Mary Ferrell, director of the Maslow Project, a Medford outreach center for homeless youths, said word on the street is that “survival sex” incidents are on the rise.

“It’s just so scary,” Ferrell said. “Their lives are literally at risk. The girls are just convinced they are going to die.”

Teens are reluctant to discuss their experiences. “Prostitution is not the kind of thing that kids are going to willingly self-disclose,” she said.

Ferrell is hearing more reports of graffiti on public buildings signaling sex trafficking and prostitution, she said.

Ferrell said she worries about unaccompanied kids who are seen at her center once or twice, and then never show up again.

“We don’t know what happens to these kids,” she said.

The common assumption that children of inner cities are the ones most often lured into prostitution is a fallacy. Studies show rural children are most at risk. The No. 1 state for recruiting children is Minnesota, Mish said.

“This is big money worldwide and it’s attracting people who are making a science out of it,” Mish said. “They are going to smaller towns where kids are less sophisticated and more willing to buy a line. That’s why it’s significant to us.”

Deputy District Attorney David Hoppe said Jackson County has had a case “where a mother had her daughter perform sex acts for money.” But getting teen prostitution victims to come forward is very difficult, he said.

“Trafficking is a horrible problem in our world,” he said.

Human trafficking is a specific charge created in 2006. There have been no trafficking cases filed in Jackson County. But there have been hundreds of cases involving sex offenses committed by adults against minors. These felony charges can carry Measure 11 consequences, said Hoppe.

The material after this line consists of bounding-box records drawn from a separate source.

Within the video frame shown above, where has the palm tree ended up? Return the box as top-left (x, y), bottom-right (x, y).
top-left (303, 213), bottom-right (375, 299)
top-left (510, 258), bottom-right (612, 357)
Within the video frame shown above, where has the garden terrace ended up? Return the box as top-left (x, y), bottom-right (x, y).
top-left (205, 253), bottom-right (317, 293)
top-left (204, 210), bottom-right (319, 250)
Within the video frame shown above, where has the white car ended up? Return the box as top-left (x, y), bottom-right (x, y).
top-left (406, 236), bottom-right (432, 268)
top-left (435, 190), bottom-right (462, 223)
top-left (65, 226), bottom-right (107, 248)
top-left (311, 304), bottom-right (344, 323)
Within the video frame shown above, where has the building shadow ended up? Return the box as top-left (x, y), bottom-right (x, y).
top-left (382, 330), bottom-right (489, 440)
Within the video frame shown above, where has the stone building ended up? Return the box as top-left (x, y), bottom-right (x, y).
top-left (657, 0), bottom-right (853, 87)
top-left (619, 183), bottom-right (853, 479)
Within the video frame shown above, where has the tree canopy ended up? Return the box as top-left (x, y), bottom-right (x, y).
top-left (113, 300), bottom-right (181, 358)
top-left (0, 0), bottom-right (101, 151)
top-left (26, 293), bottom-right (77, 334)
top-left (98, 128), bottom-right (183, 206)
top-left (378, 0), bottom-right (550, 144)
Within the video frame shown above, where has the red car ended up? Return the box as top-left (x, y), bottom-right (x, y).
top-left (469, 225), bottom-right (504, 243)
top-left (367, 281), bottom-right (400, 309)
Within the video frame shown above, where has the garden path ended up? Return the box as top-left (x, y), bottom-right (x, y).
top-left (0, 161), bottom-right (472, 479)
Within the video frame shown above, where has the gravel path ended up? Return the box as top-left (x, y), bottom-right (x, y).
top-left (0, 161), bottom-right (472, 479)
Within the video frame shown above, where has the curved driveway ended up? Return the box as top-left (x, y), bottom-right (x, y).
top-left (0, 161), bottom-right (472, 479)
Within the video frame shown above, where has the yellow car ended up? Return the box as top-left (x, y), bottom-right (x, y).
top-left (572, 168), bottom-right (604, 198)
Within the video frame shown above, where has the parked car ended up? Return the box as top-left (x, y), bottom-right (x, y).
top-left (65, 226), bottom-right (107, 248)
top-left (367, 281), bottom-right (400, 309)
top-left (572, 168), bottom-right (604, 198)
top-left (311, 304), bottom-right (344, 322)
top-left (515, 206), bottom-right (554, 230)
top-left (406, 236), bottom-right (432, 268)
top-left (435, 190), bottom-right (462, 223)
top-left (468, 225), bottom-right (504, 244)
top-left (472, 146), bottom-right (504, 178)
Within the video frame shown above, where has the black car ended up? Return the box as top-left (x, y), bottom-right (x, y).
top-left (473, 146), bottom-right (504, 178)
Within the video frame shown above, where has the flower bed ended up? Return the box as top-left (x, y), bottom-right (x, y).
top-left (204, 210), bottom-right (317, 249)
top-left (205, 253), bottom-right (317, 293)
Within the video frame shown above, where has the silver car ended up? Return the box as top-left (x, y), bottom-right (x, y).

“Compelling prostitution is a Measure 11 crime and carries a minimum 70-month sentence,” he said.

The Southern Oregon High-Tech Crimes Task Force has seen a 29 percent increase in cases involving child pornography and child sexual exploitation over the past year, said Moulin.

In addition to an increase in adult-generated child pornography, children are self-exploiting by “sexting.” Teens and pre-teens are posting sexually explicit photos of themselves to social networking venues, and to strangers they have met online, he said.

The Internet is a highly effective tool for predators seeking to seduce children, Mish said.

“If a stranger knocked on your door and asked if he could take your daughter into the bedroom behind closed doors for a few hours, you’d say ‘no,'” Mish said. “But we do that with our children when we allow them unsupervised access to the Internet.”

Once teens turn 18, they are considered legal adults and face criminal charges if arrested for prostitution. If convicted, the teen gets a sex crimes record and jail time. The adult “john” often gets only a fine. The pimp usually goes free, she said.

“They are victimized and re-victimized,” Mish said. “We must stop children who are engaged in criminal behavior without criminalizing the child.”

The FBI has determined 90 percent of runaways living on the street were victims of sexual, physical or emotional abuse or neglect, Mish said.

“The solution is very simple. To reduce the number of kids on our streets, we need to stop sex abuse in the home,” Mish said.